On Thursday evening, about 25 people attended a West Hollywood Planning Commission Design Review Subcommittee meeting about the revised design for a proposed mixed-use development project at 8555 Santa Monica Blvd. at West Knoll.
Several residents—primarily people who live near the site—spoke during the designated public comments period to raise concerns about the project. As a result, it was decided to hold an additional review meeting to address some of the issues raised, particularly with regard to green credits and parking.
A previous design of the project went to the Design Review Subcommittee in September 2012, when it was not advanced to the Planning Commission. Stephanie Reich, West Hollywood’s urban designer, and representatives from developer Soto Capital LP noted several changes that had been made to the design as a result of feedback given at the 2012 meeting.
Changes from the initial plans included reducing the amount of commercial space from 41,168 square feet to 34,116 square feet; reducing the number of residential units from 102 to 95; increasing the amount of “private open space” from 17, 853 square feet to 19,033 square feet; and reducing the number of parking spaces from 318 to 264. Additionally, city’s design review memo notes that the building has been pulled back from the property line to add “breathing room” between it and the adjacent Ramada. A courtyard has also been added.
“From a design review standpoint … This is an excellent project for this site,” Reich said. “The design is very well-done.”

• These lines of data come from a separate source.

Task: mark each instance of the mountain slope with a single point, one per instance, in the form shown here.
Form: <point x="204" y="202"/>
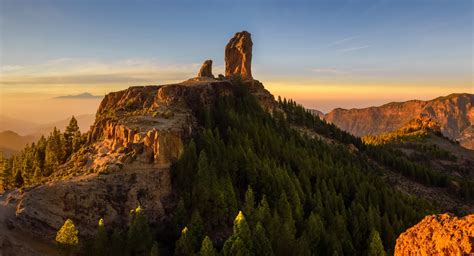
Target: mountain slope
<point x="454" y="113"/>
<point x="11" y="142"/>
<point x="210" y="161"/>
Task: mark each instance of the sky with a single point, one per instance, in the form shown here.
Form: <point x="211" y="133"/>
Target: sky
<point x="323" y="54"/>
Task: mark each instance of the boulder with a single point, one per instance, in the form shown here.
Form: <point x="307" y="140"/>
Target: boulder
<point x="206" y="69"/>
<point x="442" y="234"/>
<point x="238" y="56"/>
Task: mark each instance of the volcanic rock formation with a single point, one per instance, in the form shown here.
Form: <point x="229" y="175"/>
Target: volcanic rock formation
<point x="442" y="234"/>
<point x="238" y="56"/>
<point x="137" y="134"/>
<point x="206" y="69"/>
<point x="454" y="113"/>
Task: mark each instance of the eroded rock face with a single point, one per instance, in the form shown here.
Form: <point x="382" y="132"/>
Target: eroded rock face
<point x="238" y="56"/>
<point x="137" y="134"/>
<point x="206" y="69"/>
<point x="442" y="234"/>
<point x="43" y="209"/>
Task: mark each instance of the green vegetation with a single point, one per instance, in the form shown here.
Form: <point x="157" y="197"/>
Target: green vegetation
<point x="375" y="246"/>
<point x="41" y="159"/>
<point x="296" y="194"/>
<point x="67" y="237"/>
<point x="250" y="184"/>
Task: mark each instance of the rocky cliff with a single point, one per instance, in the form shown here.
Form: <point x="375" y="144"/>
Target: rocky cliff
<point x="454" y="113"/>
<point x="442" y="234"/>
<point x="238" y="56"/>
<point x="137" y="134"/>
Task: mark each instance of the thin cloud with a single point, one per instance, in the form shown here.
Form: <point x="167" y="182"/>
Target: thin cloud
<point x="342" y="41"/>
<point x="351" y="49"/>
<point x="88" y="72"/>
<point x="332" y="71"/>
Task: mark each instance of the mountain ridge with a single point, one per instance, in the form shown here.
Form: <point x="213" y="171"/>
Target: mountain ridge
<point x="454" y="113"/>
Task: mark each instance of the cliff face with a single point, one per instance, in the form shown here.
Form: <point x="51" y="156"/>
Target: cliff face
<point x="442" y="234"/>
<point x="137" y="134"/>
<point x="454" y="113"/>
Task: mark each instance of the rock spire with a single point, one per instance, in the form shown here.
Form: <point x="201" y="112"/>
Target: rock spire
<point x="238" y="56"/>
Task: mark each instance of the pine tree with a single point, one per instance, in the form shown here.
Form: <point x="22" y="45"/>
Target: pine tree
<point x="117" y="243"/>
<point x="375" y="244"/>
<point x="139" y="237"/>
<point x="261" y="243"/>
<point x="67" y="237"/>
<point x="240" y="243"/>
<point x="101" y="240"/>
<point x="55" y="152"/>
<point x="155" y="249"/>
<point x="196" y="230"/>
<point x="207" y="248"/>
<point x="314" y="232"/>
<point x="249" y="204"/>
<point x="184" y="246"/>
<point x="19" y="181"/>
<point x="5" y="173"/>
<point x="72" y="131"/>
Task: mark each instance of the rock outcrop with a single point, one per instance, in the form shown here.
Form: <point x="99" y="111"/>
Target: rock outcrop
<point x="206" y="69"/>
<point x="238" y="56"/>
<point x="442" y="234"/>
<point x="137" y="134"/>
<point x="454" y="113"/>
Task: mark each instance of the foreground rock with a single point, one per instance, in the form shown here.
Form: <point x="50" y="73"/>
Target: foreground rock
<point x="238" y="56"/>
<point x="442" y="234"/>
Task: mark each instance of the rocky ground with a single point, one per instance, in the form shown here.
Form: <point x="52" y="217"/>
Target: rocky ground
<point x="441" y="234"/>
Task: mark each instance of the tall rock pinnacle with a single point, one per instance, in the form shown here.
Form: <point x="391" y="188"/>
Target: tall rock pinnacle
<point x="206" y="69"/>
<point x="238" y="56"/>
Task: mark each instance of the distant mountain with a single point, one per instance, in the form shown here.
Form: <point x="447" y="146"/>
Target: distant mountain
<point x="317" y="113"/>
<point x="84" y="122"/>
<point x="23" y="127"/>
<point x="84" y="95"/>
<point x="11" y="142"/>
<point x="17" y="125"/>
<point x="454" y="113"/>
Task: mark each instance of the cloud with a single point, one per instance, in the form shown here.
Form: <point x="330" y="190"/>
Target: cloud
<point x="96" y="72"/>
<point x="333" y="71"/>
<point x="356" y="48"/>
<point x="342" y="41"/>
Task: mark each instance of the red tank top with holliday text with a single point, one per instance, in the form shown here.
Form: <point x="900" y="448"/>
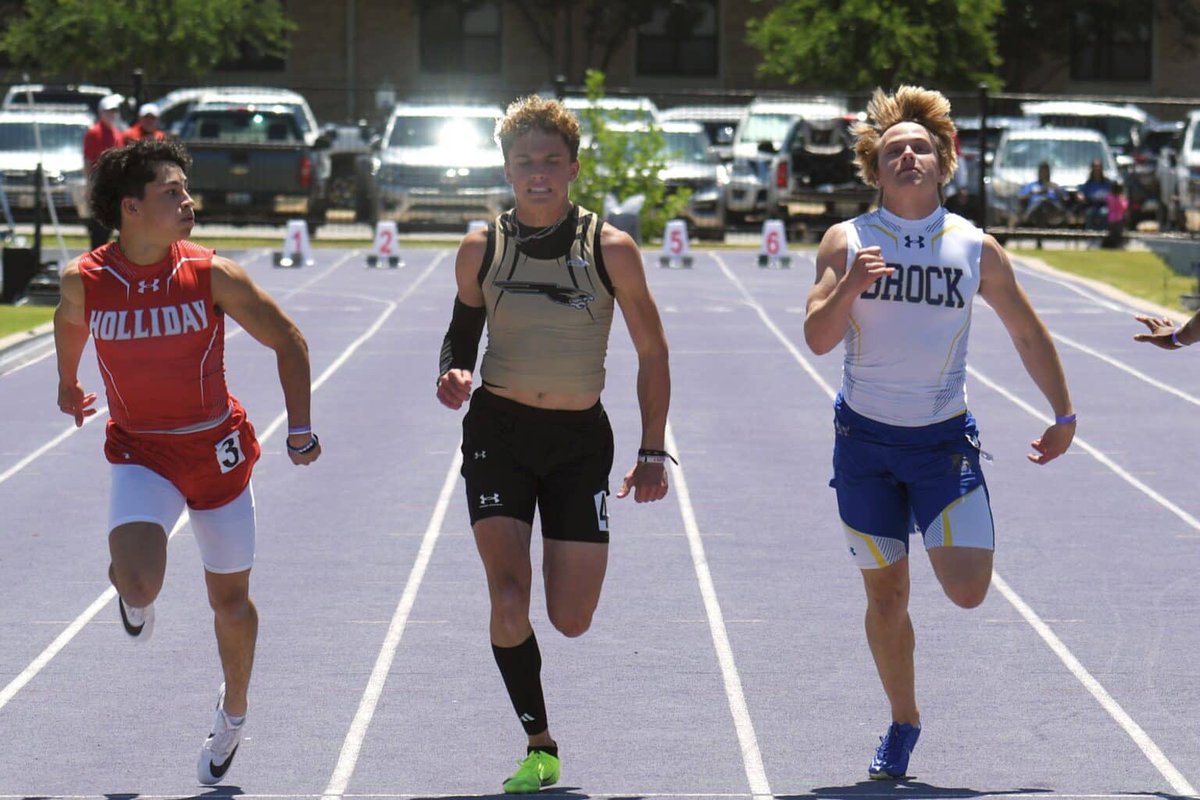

Although many of the people who spoke during the public comments period said they felt that the new design was an improvement over the previous version, each raised objections or concerns. Several objected to the project’s size and appearance; many said it felt too large for the neighborhood and/or incompatible with the area’s character. Concerns were also raised about the parking configuration and green credits. Reich said that the city would thoroughly review the green credits allocated to ensure they were calculated correctly.
Irene Oppenheimer said the design wouldn’t fit in the neighborhood.
“The whole street has a kind of Spanish feel,” she said. “This design is clunky, it’s boxy … and it’s far too large.”
Two representatives of the Ramada made comments, which included raising concerns about the size of the project and its effect on views from Ramada rooms. Committee member John Altschul grew annoyed, particularly when he felt comments veered outside of the scope of the meeting, and had a tense exchange with one of the Ramada representatives.
Without addressing anyone specific, Altschul also pushed back more generally to concerns about development.
“I don’t know what people expect,” he said, noting the high population of the L.A. area. “You can’t just move here and say now that I live here other people can’t … You can’t say, ‘I got mine, other people can’t get theirs.’ ”
He said that there will be more density and more residential developments on WeHo’s major streets, and that the city will look different in five years.
Before the meeting adjourned, Reich noted that the proposed Melrose Triangle project, already approved by the design subcommittee, is on the agenda for the Planning Commission meeting next Thursday.
CORRECTION: A previous version of this story included a quote from Deane Kenworthy, whose comments were inadvertantly misrepresented. WEHOville.com regrets the error.